From the very beginning, warp drive has been a major part of Paramount’s Star Trek franchise for the simple reason that it explains how our characters can traverse the galaxy faster than the speed of light. Warp drive has changed a lot over the years, so we decided to see which ship would get from Earth to Jupiter quicker: the Enterprise NX-01 captained by Jonathan Archer, the Enterprise NCC-1701 captained by James T. Kirk, or the Enterprise 1701-D captained by Jean-Luc Picard. The answer is simple: Picard’s ship is the clear winner.
The Enterprise 1701-D
Of course, longtime Star Trek fans probably weren’t that surprised at the winner. Of the three ships, the Enterprise-D is the most advanced of them all, so it only makes sense for it to cover the distance that much quicker than the other vessels. However, because even veteran Trek fans have trouble (or should that be tribble?) making heads or tails of how warp speed works, we decided to do a deep, dilithium-filled dive into the subject.
The Warp Scale
In Star Trek: The Original Series, the warp scale started with the speed of light, meaning that a ship traveling at “warp one” would be traveling at the exact speed of light. This is relatively slow: ships traveling this speed would require more than 15 minutes just to travel from Earth to Jupiter. And if it were traveling a bit farther–say, from Earth to nearby Alpha Centauri–it would take the ship 4.3 years to arrive.

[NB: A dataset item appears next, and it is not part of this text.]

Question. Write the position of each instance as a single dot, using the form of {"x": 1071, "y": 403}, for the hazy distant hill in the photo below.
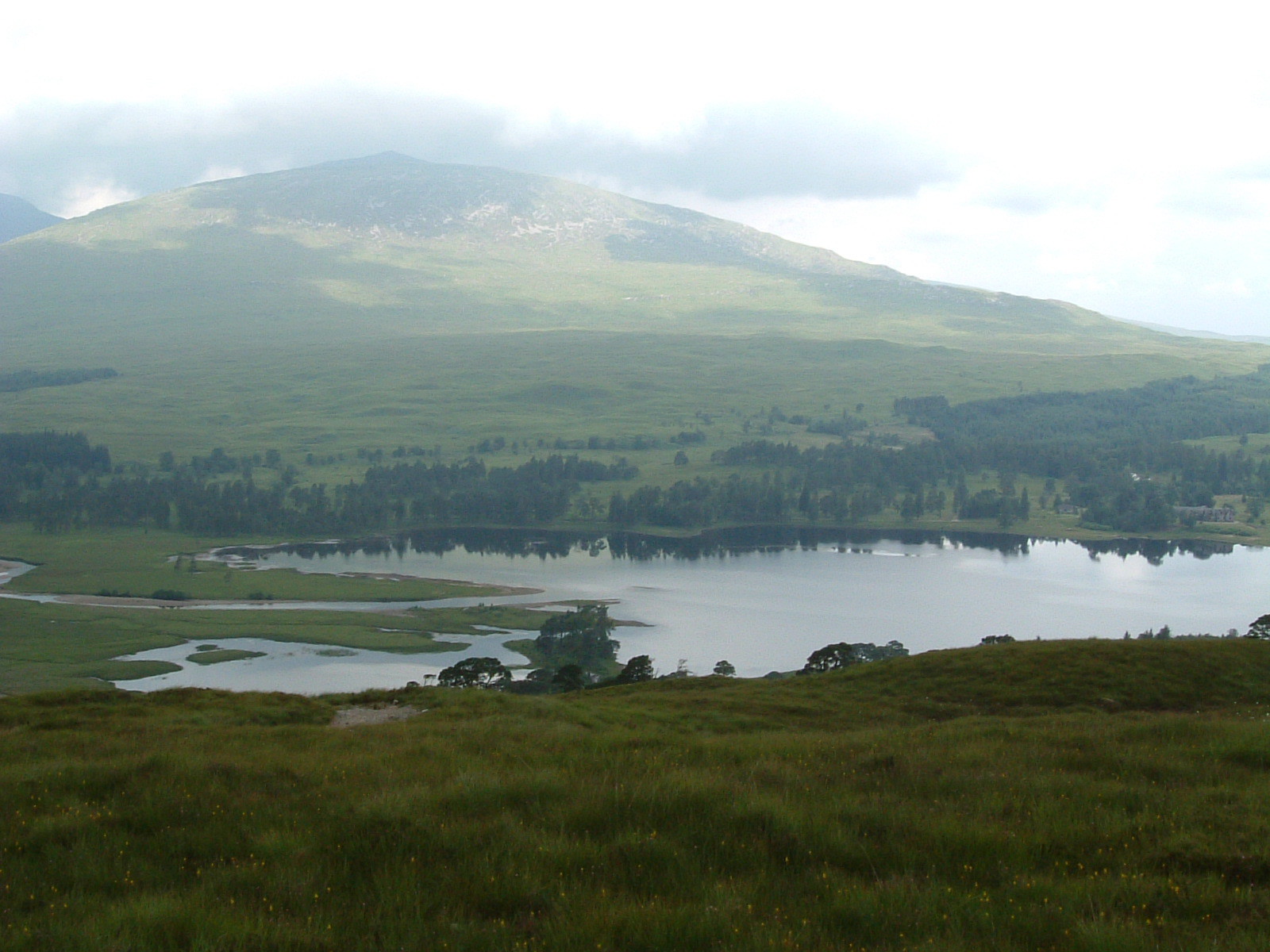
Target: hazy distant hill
{"x": 21, "y": 217}
{"x": 309, "y": 308}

Kirk’s Enterprise Reached Warp 8
Fortunately, Kirk’s Enterprise could go much faster than that: in Star Trek: The Original Series, the maximum speed was warp eight, and at that speed, it would take 3.09 days to travel from Earth to Alpha Centauri in a ship. Why, then, didn’t Kirk always travel at maximum warp? Back in his day, warping around would permanently decrystallize the dilithium crystals that powered the warp drive, and this required ships to be a bit more conservative with resources while traveling the galaxy.
By the time Captain Picard was commanding the Enterprise-D in Star Trek: The Next Generation, he had it a bit easier because dilithium could now be recrystallized, allowing ships to effectively reuse the crystals for travel. Theoretically, this meant that modern Starfleet ships could travel very fast most of the time, but in the TNG episode “Force of Nature,” we are introduced to the idea that high-speed warp travel can actually damage subspace.

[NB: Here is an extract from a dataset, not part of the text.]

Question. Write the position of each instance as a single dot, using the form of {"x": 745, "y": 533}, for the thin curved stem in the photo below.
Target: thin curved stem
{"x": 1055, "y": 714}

The Federation decrees that vessels can’t travel faster than warp 5 except in extreme emergencies, though most later series and films have ignored this “speed limit” altogether.
The Modern Warp Scale And Warp 10
Another change in Picard’s era involved the warp scale itself: to account for faster warp drives (the Enterprise-D could now travel from Earth to Alpha Centauri in 37 hours), the warp scale was reconfigured, which resulted in warp 10 being the new maximum speed.
In Star Trek, warp 10 is meant to be infinite speed and impossible for ships to reach, though in “Threshold,” Tom Paris once reached that speed using a tricked-out shuttle powered by a transwarp drive and exotic new dilithium crystals; however, the Voyager crew never tried this again because it caused a “hyperevolution” effect that transformed Paris and Captain Janeway into lizards (no, really).
As you can tell, many of the specifics of warp travel in Star Trek are so weird that only Scotty can figure them out, and we’re pretty sure having to keep the warp core running is why he took up drinking. Still, we hope this guide has helped you learn more about just how fast all of the ships in Star Trek are and what keeps them flying. If nothing else, you now know the cardinal rule that Captain Janeway and the Voyager crew learned about traveling faster than the speed of light: never go full lizard.